Reality check the Metaverse

By Marek Rubasinski

Minecraft, PUBG, Roblox, Fortnite, Apex, COD Warzone – the user numbers and ramps behind the growth of these games prove a lot of things, not least that Polystream’s New Year’s predictions are coming true. They demonstrate that we are moving into the era of Generation G. A world dominated by the expectation of being entertained not just by sit-back shared experiences like Game of Thrones, but by mass-scale social interactive experiences set in your favourite universe. This week it is the COD’verse(™) that tens of millions of Generation G want to jump into and play. If they’re going to lean back, it’s probably to watch someone else play. Then maybe jump in and play with them.
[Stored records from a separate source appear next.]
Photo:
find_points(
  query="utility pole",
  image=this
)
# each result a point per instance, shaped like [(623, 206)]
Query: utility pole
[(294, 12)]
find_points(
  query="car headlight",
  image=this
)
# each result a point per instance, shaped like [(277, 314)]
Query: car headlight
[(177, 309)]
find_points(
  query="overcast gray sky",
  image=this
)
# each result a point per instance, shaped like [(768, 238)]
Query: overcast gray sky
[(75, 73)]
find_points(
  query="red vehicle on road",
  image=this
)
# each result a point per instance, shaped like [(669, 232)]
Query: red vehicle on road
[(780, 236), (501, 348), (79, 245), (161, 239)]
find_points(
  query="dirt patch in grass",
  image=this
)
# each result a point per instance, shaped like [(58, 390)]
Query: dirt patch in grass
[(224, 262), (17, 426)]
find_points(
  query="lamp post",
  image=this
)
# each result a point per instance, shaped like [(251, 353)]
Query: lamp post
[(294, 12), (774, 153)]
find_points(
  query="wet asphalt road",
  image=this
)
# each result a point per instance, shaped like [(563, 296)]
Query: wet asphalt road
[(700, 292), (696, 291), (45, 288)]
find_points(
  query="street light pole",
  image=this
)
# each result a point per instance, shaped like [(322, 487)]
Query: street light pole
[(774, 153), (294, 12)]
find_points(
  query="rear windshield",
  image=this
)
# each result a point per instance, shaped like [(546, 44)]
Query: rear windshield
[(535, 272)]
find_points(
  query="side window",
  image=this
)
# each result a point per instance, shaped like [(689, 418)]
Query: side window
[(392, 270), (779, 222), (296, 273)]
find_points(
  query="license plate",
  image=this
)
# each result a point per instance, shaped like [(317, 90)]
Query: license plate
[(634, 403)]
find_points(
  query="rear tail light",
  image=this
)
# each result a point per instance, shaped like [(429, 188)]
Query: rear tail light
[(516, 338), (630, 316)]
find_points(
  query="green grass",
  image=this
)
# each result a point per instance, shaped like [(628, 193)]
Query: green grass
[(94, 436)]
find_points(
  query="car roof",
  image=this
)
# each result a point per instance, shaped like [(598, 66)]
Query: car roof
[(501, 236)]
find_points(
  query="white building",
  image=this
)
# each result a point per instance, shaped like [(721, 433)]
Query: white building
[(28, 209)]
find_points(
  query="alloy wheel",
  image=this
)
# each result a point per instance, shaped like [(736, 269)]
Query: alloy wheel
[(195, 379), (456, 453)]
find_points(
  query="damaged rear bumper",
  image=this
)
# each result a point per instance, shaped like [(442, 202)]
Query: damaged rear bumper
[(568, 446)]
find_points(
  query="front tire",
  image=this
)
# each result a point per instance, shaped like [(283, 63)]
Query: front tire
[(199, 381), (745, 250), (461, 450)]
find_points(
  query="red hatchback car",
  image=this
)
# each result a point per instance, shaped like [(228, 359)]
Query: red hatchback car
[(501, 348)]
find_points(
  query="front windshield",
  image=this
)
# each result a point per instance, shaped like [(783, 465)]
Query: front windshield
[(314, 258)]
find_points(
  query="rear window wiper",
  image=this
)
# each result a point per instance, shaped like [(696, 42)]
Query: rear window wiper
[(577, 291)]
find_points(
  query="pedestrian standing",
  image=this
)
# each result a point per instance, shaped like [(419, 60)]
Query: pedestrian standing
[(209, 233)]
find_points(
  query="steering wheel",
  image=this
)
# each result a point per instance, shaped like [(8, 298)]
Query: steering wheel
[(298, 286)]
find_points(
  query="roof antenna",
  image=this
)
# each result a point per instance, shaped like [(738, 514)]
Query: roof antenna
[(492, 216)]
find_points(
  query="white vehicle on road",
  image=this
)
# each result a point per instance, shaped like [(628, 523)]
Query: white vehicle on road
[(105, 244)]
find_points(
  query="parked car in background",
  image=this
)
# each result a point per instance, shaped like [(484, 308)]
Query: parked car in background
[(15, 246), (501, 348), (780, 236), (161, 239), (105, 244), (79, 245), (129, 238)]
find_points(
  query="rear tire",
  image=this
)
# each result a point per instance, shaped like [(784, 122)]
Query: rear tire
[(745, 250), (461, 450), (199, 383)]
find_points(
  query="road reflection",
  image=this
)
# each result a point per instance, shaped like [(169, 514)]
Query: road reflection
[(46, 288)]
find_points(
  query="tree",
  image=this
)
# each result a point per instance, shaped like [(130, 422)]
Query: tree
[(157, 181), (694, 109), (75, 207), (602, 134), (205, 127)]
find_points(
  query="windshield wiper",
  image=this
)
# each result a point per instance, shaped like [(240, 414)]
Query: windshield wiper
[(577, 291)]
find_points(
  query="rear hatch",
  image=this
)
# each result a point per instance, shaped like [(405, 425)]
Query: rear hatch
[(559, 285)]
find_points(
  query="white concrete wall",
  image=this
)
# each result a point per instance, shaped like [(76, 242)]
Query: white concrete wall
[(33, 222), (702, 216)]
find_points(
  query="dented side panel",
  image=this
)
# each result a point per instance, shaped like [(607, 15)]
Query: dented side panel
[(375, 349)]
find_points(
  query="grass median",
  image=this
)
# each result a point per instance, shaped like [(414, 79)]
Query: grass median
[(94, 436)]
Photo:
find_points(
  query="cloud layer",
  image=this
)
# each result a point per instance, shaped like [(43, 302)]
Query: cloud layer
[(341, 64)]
If you’ve not been reading up on the Metaverse concept then Epic CEO Tim Sweeney has been exploring this for a while; as have Scott Broock & Mike Seymour who have recently published great articles to read, ‘Game Engines are the New Reality Engines’ and ‘Ready Performer One’. These games are all clear leading indicators that the predictions they make about the coming Metaverse are absolutely on the money. This is happening. We are at the edge of a real-time 3D revolution: people are ready, the ideas are there, the tools like Unreal Engine and Unity are there, and you can feel the pent-up creativity. Just yesterday Manticore went into public alpha. A tool specifically created to democratise collaboratively building real-time 3D worlds and sharing them. Not just: ‘build it and they will come’; more like: ‘give them the tools and they will come and build it, then share it with millions’.

HOWEVER, I’m going to make another prediction: it’s all going to hit a massive wall and stall horribly. Disappointingly, just when a completely new paradigm and a huge amount of innovation is about to be unleashed, something is already going wrong. This stall is going to happen not only in games, but also in education, training, social engagement, retail, and productivity. Anywhere where real-time 3D is increasingly at the heart of the experience.

Reality Check

Right now, 3D interactive experiences are delivered in a way that has not changed since floppy disks were glued to the front of magazines (some of you might need to look that up). We still rely heavily on locally installed games and applications. But as these experiences get larger and more complex, we’re increasingly seeing those locally installed games and apps rely on the cloud to do the fun stuff. In this case, playing together in a big group in a virtual world. As a delivery model, I agree with Xbox’s Phil Spencer and others that it still has legs – probably about ten years. Things don’t change that fast – you can still just about buy CDs.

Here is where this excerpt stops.